Only those things you would want others to see after you're gone.
But it could still contain "enough" so that one could "leave behind" a large assortment of stuff. Some good, some mediocre, some terrible. But that would be up to others (in the future) to decide.
At least it would be "there" -- not lost, as will be most of what is now stored on personal digital devices and computers.
Such a site would be publicly-accessible and "browseable".
One could go there, and look for anyone else.
Not intended to be a "social-media" site (those are for the living).
But more "a record" and a "storage box" of digital things in general.

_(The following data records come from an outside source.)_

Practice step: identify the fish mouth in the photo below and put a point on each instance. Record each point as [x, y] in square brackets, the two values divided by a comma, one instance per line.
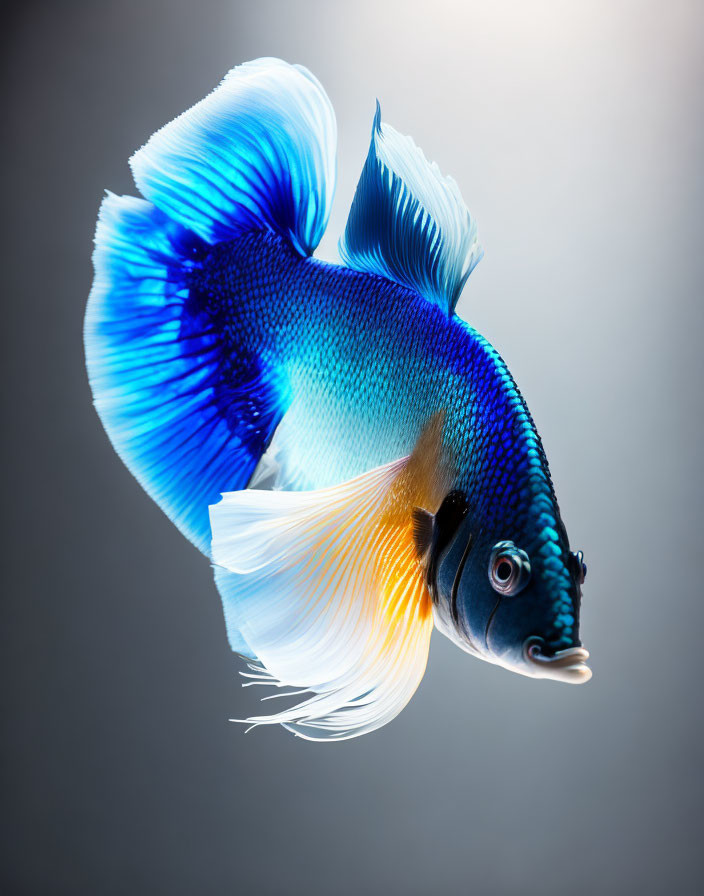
[567, 665]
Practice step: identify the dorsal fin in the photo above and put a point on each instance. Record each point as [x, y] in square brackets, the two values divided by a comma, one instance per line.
[408, 222]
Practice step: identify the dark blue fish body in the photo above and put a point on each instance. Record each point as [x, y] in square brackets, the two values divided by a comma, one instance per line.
[367, 441]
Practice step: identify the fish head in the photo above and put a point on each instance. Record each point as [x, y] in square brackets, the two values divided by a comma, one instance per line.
[508, 591]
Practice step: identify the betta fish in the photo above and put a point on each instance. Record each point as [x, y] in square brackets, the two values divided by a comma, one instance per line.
[353, 458]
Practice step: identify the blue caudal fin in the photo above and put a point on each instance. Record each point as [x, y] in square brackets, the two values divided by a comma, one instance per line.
[155, 368]
[408, 222]
[259, 151]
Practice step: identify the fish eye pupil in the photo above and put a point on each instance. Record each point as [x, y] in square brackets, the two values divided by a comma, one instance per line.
[503, 570]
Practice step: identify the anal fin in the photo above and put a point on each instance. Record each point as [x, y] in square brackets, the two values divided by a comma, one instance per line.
[328, 592]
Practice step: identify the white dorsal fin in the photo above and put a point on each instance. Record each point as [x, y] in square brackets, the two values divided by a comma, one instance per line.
[408, 222]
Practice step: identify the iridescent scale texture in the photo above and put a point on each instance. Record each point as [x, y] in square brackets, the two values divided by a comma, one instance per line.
[360, 364]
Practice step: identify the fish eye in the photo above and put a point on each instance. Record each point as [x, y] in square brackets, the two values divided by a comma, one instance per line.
[509, 568]
[579, 567]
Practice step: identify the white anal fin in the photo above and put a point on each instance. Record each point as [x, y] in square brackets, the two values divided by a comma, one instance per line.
[331, 597]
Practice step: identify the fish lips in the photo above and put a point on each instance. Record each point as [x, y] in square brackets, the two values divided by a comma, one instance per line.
[531, 656]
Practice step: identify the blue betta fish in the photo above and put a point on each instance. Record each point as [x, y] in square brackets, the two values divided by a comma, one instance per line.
[355, 460]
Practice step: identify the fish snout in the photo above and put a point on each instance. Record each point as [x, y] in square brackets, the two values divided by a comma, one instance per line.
[568, 665]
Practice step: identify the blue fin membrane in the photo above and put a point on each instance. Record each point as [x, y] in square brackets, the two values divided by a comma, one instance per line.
[259, 151]
[408, 222]
[187, 430]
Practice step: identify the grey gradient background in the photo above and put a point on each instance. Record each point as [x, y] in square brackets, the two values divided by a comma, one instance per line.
[575, 133]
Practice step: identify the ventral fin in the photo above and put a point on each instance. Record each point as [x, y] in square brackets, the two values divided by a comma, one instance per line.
[408, 222]
[326, 589]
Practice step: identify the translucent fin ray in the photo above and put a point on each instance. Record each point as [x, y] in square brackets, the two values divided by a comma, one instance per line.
[155, 368]
[258, 152]
[331, 599]
[328, 591]
[408, 222]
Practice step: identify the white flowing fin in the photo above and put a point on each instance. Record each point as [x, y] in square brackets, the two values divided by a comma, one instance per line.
[408, 222]
[331, 595]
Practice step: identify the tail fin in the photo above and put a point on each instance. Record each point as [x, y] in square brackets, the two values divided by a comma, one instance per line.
[257, 153]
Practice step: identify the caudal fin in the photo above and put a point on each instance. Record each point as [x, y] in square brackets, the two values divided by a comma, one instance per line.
[257, 153]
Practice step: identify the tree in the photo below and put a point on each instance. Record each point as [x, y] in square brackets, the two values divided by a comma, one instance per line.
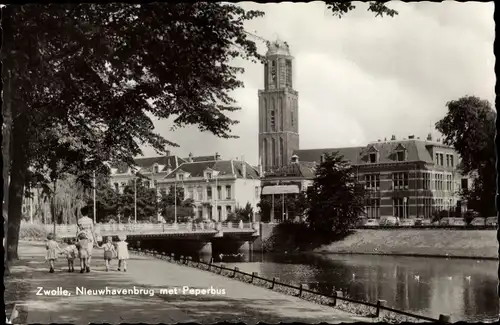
[339, 9]
[469, 126]
[79, 76]
[335, 198]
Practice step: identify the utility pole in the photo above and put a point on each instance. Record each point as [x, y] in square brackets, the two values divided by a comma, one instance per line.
[95, 215]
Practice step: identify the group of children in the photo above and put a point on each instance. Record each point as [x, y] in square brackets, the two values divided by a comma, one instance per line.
[79, 248]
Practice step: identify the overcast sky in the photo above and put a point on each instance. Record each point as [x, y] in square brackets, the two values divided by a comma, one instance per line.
[361, 78]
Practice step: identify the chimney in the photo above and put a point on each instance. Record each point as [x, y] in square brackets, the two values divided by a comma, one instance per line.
[169, 167]
[243, 167]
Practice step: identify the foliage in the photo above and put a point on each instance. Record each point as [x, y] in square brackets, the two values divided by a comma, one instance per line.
[295, 205]
[244, 214]
[469, 126]
[78, 78]
[335, 198]
[339, 9]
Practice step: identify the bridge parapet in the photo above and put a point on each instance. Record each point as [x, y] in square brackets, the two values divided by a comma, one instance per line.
[102, 230]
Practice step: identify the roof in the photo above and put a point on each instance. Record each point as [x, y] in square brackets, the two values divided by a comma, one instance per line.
[301, 169]
[146, 164]
[201, 158]
[224, 167]
[417, 150]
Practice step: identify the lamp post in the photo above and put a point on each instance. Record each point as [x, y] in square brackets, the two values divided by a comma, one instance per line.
[95, 216]
[135, 199]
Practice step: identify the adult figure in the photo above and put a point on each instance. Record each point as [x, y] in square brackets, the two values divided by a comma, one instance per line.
[86, 225]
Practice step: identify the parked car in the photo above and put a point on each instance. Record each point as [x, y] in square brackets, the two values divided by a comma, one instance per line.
[458, 222]
[446, 222]
[478, 222]
[491, 221]
[407, 223]
[371, 223]
[423, 222]
[390, 221]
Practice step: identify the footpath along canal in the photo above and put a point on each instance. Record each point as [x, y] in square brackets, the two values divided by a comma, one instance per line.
[241, 302]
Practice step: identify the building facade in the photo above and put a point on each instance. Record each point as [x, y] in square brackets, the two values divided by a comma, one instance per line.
[278, 109]
[217, 187]
[406, 178]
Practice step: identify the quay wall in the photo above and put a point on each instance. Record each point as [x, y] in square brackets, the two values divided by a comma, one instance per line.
[481, 244]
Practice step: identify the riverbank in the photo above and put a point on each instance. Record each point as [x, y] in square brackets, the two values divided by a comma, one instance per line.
[224, 300]
[480, 244]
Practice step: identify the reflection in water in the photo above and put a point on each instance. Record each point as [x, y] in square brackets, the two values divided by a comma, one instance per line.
[464, 289]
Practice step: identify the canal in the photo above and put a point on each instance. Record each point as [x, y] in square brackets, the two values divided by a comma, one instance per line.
[464, 289]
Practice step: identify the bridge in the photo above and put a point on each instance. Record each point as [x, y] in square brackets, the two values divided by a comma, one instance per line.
[181, 238]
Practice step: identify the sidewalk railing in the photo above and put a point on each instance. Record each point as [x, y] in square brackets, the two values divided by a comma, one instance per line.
[302, 288]
[145, 228]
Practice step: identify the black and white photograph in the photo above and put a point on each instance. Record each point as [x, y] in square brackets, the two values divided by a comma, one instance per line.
[208, 162]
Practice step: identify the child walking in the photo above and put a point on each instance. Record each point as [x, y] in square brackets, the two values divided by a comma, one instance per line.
[122, 252]
[71, 253]
[83, 251]
[109, 252]
[52, 249]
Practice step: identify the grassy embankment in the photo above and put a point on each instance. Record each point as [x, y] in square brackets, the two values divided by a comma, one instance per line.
[415, 242]
[409, 242]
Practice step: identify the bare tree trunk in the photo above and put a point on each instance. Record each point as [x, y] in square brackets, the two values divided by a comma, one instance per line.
[6, 155]
[16, 186]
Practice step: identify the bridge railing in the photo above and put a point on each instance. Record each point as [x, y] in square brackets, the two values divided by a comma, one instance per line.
[144, 228]
[380, 305]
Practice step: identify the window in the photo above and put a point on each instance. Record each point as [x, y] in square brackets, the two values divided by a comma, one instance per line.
[427, 181]
[209, 192]
[400, 181]
[372, 182]
[373, 209]
[464, 184]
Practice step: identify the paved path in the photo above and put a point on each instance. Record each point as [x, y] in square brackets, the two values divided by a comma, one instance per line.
[241, 303]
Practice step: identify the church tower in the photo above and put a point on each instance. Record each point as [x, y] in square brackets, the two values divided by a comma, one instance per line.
[278, 109]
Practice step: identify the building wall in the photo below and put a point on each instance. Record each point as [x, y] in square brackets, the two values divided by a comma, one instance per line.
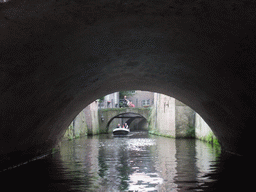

I'm not sure how "ownership after death" issues would be handled (copyrights, etc.).
But this could be worked out.
We have wikipedia for listings of well-known people.
How about a "prole-pedia" for the rest of us?
Want to see a site that provides [sort of] an example?
Go to findagrave.com.
The famous AND "the unknown" -- all on one site.
Anyone can create an entry there.
Granted, its focus is relatively narrow, but it could become one of the more enduring sites on the net.